Он ушел с детьми на пляж. Маргарита села у окна, смотреть на них и на море. Она смотрела и ничего не видела. Жаль было Эрнста, славного, честного. Его убил еврей… Еврей убил немца. Провокация это или случайность – теперь не важно. Какова будет цена?

О погромах говорили повсюду, их ждали… Они, как торф, тлели под спудом, то и дело прорываясь наружу – оскорблениями, избиениями на улицах, разбитыми витринами – повсюду, где под пластами культурных наслоений тлел этот непроницаемо-дремучий, слежавшийся, первобытный слой. Но здесь, в Германии, он казался укрытым так надежно! Ведь одно дело – тявканье с трибун, злобные статейки, глупые, позорные законы! Все это шелуха, политический мусор, легко сметаемый ветрами, всегда обдувающими Германию. Другое дело, если этот сор попал в глаза, в головы немцев…
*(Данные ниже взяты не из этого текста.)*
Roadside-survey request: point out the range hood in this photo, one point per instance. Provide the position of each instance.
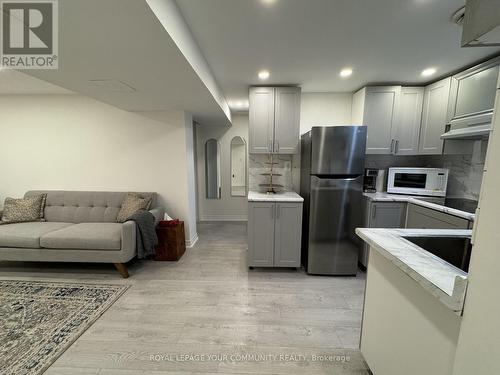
(470, 132)
(481, 23)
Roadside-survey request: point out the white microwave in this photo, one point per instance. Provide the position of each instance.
(418, 181)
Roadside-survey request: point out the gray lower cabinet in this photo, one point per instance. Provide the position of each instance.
(382, 215)
(274, 234)
(427, 218)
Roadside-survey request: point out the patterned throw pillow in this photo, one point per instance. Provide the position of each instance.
(24, 209)
(131, 204)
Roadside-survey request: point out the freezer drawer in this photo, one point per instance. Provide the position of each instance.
(336, 209)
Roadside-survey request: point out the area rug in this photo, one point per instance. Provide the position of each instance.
(40, 320)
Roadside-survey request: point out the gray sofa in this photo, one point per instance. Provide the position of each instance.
(80, 226)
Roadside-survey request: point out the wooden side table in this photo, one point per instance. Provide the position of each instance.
(171, 242)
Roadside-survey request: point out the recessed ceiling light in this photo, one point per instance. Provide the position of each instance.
(238, 105)
(347, 72)
(428, 72)
(264, 74)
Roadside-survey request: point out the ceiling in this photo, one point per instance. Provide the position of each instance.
(308, 42)
(123, 43)
(13, 82)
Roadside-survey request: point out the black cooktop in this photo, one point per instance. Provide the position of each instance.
(462, 204)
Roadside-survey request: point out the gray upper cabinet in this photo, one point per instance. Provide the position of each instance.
(287, 120)
(274, 120)
(408, 129)
(393, 116)
(261, 217)
(274, 234)
(377, 107)
(261, 119)
(288, 227)
(472, 95)
(434, 117)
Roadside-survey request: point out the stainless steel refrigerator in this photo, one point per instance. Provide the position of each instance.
(331, 183)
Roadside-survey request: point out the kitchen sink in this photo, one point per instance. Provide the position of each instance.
(454, 250)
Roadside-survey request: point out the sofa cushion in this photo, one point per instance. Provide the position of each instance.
(27, 235)
(85, 236)
(24, 209)
(130, 205)
(84, 206)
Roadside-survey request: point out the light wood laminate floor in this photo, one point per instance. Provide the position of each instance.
(210, 303)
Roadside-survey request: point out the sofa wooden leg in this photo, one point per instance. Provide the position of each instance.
(122, 269)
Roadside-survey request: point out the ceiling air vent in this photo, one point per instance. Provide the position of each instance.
(481, 23)
(112, 85)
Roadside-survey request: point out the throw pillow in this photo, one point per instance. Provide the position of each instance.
(130, 205)
(24, 209)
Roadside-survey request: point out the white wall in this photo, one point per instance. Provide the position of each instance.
(77, 143)
(324, 109)
(478, 343)
(228, 208)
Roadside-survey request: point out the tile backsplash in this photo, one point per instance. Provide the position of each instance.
(466, 171)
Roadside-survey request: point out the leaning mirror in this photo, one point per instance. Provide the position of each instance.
(212, 169)
(238, 167)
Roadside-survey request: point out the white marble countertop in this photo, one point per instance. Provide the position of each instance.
(286, 196)
(421, 201)
(443, 280)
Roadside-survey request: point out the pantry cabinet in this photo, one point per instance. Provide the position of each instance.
(274, 120)
(274, 234)
(434, 117)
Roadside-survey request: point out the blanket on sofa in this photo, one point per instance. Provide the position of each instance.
(146, 238)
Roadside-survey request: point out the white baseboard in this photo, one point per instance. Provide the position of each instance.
(223, 218)
(190, 243)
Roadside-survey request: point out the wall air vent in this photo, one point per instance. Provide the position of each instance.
(112, 85)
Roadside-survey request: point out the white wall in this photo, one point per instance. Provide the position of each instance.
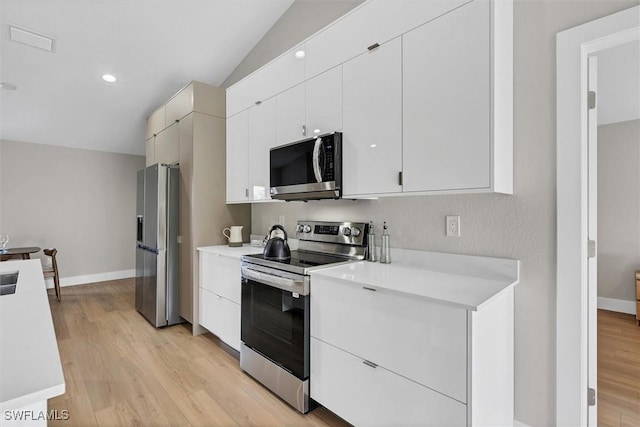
(522, 226)
(302, 19)
(82, 202)
(618, 209)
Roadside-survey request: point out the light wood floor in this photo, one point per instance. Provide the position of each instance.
(618, 370)
(120, 371)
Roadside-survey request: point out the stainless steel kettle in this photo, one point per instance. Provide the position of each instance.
(277, 248)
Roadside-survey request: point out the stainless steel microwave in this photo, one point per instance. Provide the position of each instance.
(310, 169)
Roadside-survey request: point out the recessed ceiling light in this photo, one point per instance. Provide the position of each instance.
(8, 86)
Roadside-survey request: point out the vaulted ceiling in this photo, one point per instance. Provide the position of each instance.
(153, 48)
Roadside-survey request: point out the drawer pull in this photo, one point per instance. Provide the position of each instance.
(373, 365)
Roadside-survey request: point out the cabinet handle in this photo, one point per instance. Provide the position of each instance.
(373, 365)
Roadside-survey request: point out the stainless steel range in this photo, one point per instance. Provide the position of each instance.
(275, 306)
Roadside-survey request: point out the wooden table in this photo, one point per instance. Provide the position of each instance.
(24, 253)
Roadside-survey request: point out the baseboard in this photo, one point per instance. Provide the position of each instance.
(618, 305)
(92, 278)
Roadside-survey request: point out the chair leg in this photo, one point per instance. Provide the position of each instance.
(56, 283)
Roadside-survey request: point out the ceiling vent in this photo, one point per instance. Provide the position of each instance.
(30, 38)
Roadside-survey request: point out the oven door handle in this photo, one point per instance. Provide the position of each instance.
(284, 283)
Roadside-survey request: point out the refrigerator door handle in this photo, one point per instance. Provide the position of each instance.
(140, 226)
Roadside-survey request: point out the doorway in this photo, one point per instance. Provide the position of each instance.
(576, 254)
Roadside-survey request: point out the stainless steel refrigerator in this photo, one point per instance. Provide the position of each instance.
(157, 265)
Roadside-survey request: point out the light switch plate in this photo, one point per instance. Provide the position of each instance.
(452, 224)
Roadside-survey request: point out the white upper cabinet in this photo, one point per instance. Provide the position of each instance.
(167, 148)
(262, 137)
(277, 76)
(237, 158)
(155, 122)
(422, 90)
(324, 102)
(457, 124)
(291, 115)
(372, 121)
(376, 21)
(312, 108)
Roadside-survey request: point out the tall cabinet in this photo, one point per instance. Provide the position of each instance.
(189, 130)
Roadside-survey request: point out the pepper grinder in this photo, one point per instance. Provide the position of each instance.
(371, 242)
(385, 251)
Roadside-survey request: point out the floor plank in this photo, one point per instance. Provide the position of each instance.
(120, 371)
(618, 370)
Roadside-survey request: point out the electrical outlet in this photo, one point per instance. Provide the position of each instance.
(452, 224)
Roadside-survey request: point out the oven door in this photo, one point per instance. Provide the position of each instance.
(275, 319)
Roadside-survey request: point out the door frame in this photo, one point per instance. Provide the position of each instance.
(573, 47)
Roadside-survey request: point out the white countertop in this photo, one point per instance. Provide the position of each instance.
(30, 368)
(236, 253)
(461, 280)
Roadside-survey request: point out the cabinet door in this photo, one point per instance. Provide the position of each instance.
(324, 102)
(180, 105)
(150, 151)
(291, 115)
(372, 396)
(155, 122)
(262, 136)
(167, 149)
(221, 317)
(373, 22)
(238, 158)
(372, 122)
(421, 340)
(220, 275)
(447, 102)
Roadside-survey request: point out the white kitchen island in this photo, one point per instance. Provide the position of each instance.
(30, 368)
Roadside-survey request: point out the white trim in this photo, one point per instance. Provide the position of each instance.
(92, 278)
(573, 48)
(617, 305)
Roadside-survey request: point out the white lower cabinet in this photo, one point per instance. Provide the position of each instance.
(368, 395)
(219, 301)
(221, 317)
(431, 334)
(382, 357)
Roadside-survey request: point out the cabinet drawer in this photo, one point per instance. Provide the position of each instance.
(221, 317)
(220, 275)
(418, 339)
(364, 395)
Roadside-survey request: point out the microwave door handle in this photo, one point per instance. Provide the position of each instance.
(316, 160)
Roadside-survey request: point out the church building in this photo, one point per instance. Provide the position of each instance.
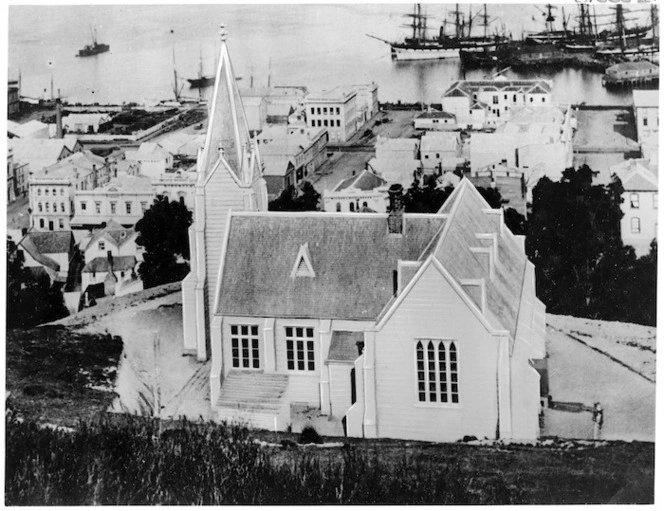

Утром восьмого они вылетели в Мюнхен.

День 9 ноября отмечался теперь как годовщина легендарного «Пивного путча» 1923 года – самый грандиозный, значимый и торжественный праздник, кульминация всех годовых торжеств.

Маргарита никогда не посещала этих мероприятий, обычно пережидая их где-нибудь на максимальном отдалении. Но теперь удержать детей дома в переполненном людьми, гремящем и поющем Мюнхене оказалось невозможно. Генрих прямо заявил свои права: «Там папа и дядя Рудольф, я тоже хочу». Анна его поддержала.

Маргарита привезла детей сразу на Одеон-плац, где уже горело 240 светильников, по числу нацистов, погибших до 1933 года. Колонна «старых бойцов» еще двигалась от пивной «Бюргерброй», и вскоре стала видна ее «голова» – первая шеренга, в которой были Гитлер, Геринг и Гесс. Перед фюрером шествовал Юлиус Штрайхер со «знаменем крови». В шеренге фюрера шли его главные соратники, называемые «группой фюрера», через промежуток, за ними, – шеренга «старых бойцов», кавалеров «ордена крови», затем – шеренга рейхсляйтеров, гауляйтеров, крейсляйтеров и так далее, по степени важности в партийной иерархии.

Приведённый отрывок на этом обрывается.